Así, de manera cronológica, encontramos en primer lugar La guerra del fuego (1981), del reconocido director Jean-Jacques Annaud, que basa su guión en la novela de J. H. Rosny, La conquista del fuego. Este, su primer gran éxito, que le garantizó al realizador francés un premio Oscar, dos César y un BAFTA, deslumbró por su reconstrucción de la era prehistórica, para la cual contó con la ayuda de expertos como el zoólogo Desmond Morris o el novelista y lingüista Anthony Burgess, quien se inventó toda una lengua a base de gruñidos para que los personajes se comunicaran.

Le sigue Julio César (Joseph L. Mankiewicz, 1953) basada en la pieza de teatro escrita por William Shakespeare y que es secundada por las brillantes actuaciones de Marlon Brando en el papel de Marco Antonio; y James Mason como el atormentado Bruto, quien habría de rematar al emperador romano. Una cinta con la que se resume ese capítulo de la civilización antigua donde necesariamente habría que mencionar también a Egipto, Grecia, Israel, y los imperios precolombinos, hacia los cuales pudiéramos viajar en cintas como Cleopatra, Troya, La pasión de Cristo y Apocalypto.

Un acercamiento a las contradicciones del Medioevo se presenta en la cinta Juana de Arco legendaria heroína francesa que fue quemada por hereje, y venerada como santa a los años. La Doncella de Orleans nos llega en la entrega de Luc Besson encarnada por la ucraniana Milla Jovovich, quien nos lleva por la lucha interior de la virgen, que con sus visiones a cuestas y una voluntad de hierro, lideró a miles de soldados en las más sangrientas batallas.

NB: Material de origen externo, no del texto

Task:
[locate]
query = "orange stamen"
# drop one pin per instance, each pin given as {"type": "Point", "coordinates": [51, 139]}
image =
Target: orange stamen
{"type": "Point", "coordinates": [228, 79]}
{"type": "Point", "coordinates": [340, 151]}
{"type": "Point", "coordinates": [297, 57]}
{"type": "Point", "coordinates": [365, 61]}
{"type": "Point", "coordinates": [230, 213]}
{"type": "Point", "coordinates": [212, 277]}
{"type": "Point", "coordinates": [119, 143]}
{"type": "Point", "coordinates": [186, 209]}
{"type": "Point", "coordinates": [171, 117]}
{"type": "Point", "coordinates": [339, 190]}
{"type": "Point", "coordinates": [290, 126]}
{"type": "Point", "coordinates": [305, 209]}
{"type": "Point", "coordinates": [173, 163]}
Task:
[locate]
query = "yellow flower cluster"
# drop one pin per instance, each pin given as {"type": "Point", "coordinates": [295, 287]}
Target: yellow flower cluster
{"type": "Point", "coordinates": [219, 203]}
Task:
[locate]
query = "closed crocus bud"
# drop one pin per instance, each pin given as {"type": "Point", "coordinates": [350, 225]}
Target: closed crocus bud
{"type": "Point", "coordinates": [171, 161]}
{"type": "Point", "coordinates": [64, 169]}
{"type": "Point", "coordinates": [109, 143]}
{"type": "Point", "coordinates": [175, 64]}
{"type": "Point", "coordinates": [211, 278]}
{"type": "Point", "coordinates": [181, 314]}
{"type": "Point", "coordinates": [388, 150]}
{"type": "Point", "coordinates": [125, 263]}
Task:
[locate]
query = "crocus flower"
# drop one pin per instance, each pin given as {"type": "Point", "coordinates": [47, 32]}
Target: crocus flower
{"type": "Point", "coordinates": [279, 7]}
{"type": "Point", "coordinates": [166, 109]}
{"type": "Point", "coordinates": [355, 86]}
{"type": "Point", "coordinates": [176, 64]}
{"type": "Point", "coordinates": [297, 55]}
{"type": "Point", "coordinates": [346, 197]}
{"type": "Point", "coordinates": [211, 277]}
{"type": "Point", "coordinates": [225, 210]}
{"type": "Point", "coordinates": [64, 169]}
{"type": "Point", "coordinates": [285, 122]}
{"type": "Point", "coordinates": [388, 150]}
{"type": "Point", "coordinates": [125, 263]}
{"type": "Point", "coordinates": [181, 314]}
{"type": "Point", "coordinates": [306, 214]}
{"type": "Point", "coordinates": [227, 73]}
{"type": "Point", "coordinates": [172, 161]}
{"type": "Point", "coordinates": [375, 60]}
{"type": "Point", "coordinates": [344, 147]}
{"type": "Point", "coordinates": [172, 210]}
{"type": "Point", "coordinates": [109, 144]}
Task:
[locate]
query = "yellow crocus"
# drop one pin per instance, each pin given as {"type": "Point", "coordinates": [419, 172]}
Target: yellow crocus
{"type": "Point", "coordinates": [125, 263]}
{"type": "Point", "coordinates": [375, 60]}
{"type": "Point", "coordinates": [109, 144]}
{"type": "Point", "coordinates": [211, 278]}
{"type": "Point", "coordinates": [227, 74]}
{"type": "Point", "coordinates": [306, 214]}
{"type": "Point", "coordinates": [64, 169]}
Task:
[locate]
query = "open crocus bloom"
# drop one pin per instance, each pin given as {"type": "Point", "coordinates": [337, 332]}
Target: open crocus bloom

Hacia el mismo camino del martirio, y en este caso por el capricho real de Enrique VIII de quererse casar dos veces por la iglesia, saltamos hasta Tomás Moro, interpretado por Paul Scofield en Un hombre para la eternidad (Fred Zinnemann, 1966),  donde actúan, además, Robert Shaw, Orson Welles y Vanesa Redgrave. El filme premiado con seis Oscar, entre ellos el de mejor película, se centra en los últimos años de Moro y su conflicto entre seguir sus creencias religiosas u obedecer al rey.

Y entonces, después de otra elipsis cinematográfica donde se esconden momentos ineludibles como el Renacimiento, la Revolución Francesa y el descubrimiento de América, nos encontramos frente a Austerlitz (Abel Gance, 1960). Considerada por muchos como el mayor triunfo militar de Napoleón Bonaparte, la batalla de Austerlitz es escogida por Gance, quien no esconde su admiración por el corso, para saldar consigo mismo una deuda que empezó al rodar, 33 años antes, la monumental Napoleón del cine mudo, la cual pretendía ser la primera de seis que nunca llegó a concretar.

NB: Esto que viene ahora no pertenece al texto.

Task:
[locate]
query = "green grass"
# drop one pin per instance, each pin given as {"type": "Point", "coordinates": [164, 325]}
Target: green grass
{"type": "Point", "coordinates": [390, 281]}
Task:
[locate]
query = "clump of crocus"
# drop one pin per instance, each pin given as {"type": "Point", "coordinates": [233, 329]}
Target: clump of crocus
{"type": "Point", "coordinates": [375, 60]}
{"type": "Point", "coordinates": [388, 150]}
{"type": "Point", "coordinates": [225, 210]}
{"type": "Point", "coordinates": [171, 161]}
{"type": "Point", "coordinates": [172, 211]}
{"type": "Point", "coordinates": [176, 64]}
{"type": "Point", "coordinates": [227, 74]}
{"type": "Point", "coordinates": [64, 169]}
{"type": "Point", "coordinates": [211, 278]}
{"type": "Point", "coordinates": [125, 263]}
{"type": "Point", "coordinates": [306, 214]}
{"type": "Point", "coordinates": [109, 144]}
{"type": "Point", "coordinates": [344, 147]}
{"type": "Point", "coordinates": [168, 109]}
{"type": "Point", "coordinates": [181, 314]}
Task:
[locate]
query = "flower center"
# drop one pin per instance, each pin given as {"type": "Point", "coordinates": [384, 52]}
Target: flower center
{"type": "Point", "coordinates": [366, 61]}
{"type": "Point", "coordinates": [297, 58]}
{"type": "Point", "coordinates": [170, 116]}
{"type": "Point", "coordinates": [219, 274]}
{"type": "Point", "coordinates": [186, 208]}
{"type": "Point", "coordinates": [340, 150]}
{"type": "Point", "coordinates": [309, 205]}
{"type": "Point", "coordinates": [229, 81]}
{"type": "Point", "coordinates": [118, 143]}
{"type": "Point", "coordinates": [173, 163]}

Para matizar esa historia siempre contada desde Occidente y sus personajes, el ciclo incluye tres memorables biografías que devienen encuentro con la historia de tres naciones: India, China y Japón. Estas son la cinta británica Gandhi (Richard Attenborough, 1982), la italiana El último emperador (Bernardo Bertolucci, 1987), y la rusa El sol (Aleksandr Sokúrov, 2005). La primera, galardonada con la inusitada cifra de ocho premios Oscar, nos devuelve amparada por la magnífica caracterización de Ben Kingsley al líder de la resistencia pacífica —al cual nunca se le otorgó el Nobel de la Paz—, capaz de movilizar al pueblo hindú hasta alcanzar su libertad.

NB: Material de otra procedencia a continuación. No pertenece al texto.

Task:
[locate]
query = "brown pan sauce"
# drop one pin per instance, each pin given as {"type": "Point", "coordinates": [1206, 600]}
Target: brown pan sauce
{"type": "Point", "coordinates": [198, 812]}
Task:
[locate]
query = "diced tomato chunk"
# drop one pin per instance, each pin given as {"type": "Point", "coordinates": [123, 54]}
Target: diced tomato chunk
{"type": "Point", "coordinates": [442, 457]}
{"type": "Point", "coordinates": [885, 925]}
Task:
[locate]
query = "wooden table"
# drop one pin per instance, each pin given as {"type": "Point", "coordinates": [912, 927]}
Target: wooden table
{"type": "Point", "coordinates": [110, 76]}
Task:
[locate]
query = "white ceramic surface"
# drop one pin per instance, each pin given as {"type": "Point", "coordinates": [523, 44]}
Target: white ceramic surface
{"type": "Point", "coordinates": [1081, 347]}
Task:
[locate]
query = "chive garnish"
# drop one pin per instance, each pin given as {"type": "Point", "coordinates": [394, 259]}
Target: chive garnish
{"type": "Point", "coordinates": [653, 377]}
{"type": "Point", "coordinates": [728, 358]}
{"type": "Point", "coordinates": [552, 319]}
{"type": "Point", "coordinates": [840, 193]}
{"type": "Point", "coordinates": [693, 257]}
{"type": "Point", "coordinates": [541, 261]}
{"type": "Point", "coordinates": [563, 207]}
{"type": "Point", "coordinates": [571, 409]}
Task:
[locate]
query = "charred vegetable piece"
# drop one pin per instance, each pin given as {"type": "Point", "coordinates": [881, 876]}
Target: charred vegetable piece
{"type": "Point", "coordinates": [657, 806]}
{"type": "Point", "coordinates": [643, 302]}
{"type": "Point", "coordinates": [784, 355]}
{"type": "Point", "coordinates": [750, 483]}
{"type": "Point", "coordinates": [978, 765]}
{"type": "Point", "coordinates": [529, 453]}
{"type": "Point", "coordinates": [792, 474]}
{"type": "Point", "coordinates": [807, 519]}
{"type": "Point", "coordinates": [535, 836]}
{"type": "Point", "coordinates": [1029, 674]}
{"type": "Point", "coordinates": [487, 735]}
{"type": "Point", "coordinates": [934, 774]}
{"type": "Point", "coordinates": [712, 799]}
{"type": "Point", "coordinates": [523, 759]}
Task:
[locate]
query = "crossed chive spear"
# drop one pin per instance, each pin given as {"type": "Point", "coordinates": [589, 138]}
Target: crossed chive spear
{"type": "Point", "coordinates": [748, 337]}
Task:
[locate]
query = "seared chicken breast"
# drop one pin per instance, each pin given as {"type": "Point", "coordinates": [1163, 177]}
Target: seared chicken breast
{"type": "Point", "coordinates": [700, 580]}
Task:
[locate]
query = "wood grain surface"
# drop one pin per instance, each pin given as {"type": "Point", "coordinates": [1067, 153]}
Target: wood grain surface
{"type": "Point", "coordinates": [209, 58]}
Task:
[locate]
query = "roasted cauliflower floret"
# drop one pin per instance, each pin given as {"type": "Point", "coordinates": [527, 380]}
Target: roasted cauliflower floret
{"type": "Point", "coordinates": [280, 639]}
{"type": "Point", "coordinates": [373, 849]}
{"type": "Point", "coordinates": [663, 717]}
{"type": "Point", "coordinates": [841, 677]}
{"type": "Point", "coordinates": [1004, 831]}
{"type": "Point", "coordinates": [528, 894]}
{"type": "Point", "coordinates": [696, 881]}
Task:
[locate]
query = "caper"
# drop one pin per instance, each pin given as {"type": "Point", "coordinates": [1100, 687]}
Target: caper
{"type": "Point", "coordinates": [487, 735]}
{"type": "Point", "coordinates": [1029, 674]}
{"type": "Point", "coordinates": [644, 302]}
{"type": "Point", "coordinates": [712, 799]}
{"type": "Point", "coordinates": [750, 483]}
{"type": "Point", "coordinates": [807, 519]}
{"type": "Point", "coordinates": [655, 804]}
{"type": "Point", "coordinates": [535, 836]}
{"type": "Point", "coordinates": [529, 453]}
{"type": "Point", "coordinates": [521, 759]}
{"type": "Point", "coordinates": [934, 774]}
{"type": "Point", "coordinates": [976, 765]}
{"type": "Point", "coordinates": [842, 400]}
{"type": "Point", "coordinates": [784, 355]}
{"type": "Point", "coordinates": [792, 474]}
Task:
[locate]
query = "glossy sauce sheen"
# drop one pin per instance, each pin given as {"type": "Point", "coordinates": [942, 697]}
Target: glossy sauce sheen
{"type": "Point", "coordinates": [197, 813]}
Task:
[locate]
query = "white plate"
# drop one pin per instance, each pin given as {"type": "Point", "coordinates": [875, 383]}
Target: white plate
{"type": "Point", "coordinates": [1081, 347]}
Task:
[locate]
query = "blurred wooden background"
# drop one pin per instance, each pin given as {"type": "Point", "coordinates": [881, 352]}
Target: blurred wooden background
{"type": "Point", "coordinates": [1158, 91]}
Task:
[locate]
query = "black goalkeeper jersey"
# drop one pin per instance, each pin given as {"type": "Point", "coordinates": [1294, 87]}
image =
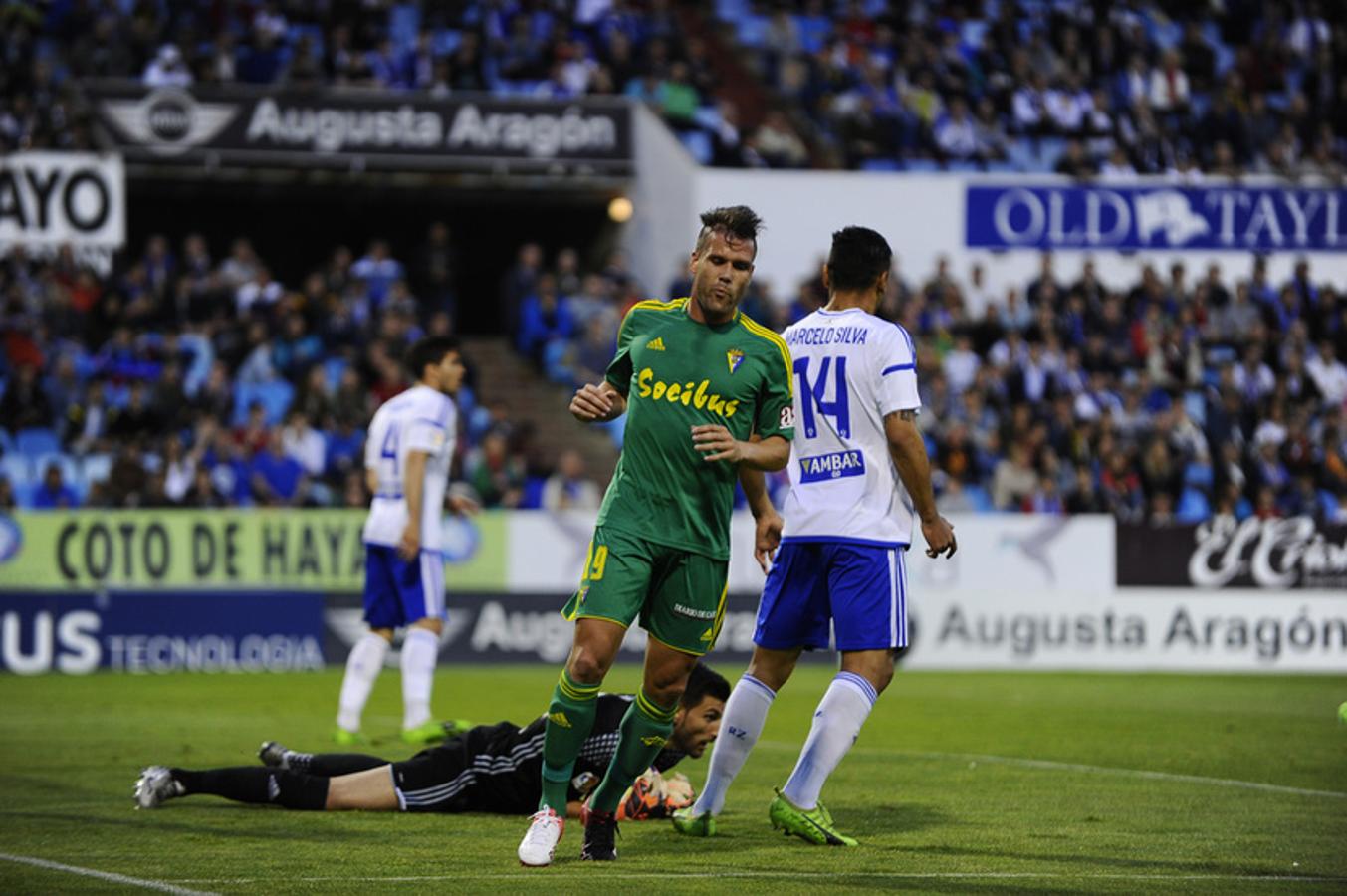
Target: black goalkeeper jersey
{"type": "Point", "coordinates": [499, 769]}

La segunda, que supera incluso con una estatuilla más a la primera, relata la vida de Puyi, quien subió al trono chino a los tres años, fue adorado por 500 millones de personas como divinidad, vivió la ocupación japonesa como gobernante títere en Manchuria, y terminó sus últimos años como jardinero, maoísta y testigo de la Revolución Cultural.

La tercera es el punto final a una trilogía que Sokúrov filmó sobre políticos del siglo XX, iniciada con Moloch (1999), sobre Hitler; y Taurus (2000), sobre Lenin. En esta los acontecimientos de la Segunda Guerra Mundial conducen el emperador Hirohito a enfrentar dos decisiones cruciales: la rendición de Japón y la renuncia a su estatus divino.

Para una mayor aproximación a este convulso capítulo que fue la Segunda Guerra Mundial se suman la película japonesa Kamikaze, moriremos por los que amamos (Taku Shinjo, 2007), que retoma la partida de 439 jóvenes en un grupo especial de aviones de ataque suicida cargados con bombas de 250 kilogramos; la alemana Stalingrado batalla en el infierno (Frank Wisbar, 1959), donde se recrea la primera gran derrota del fascismo; y la también germana El hundimiento (Oliver Hirschbiegel, 2004), que presenta los últimos días de Hitler en el Führerbunker, así como el suicidio múltiple de él junto a sus aliados.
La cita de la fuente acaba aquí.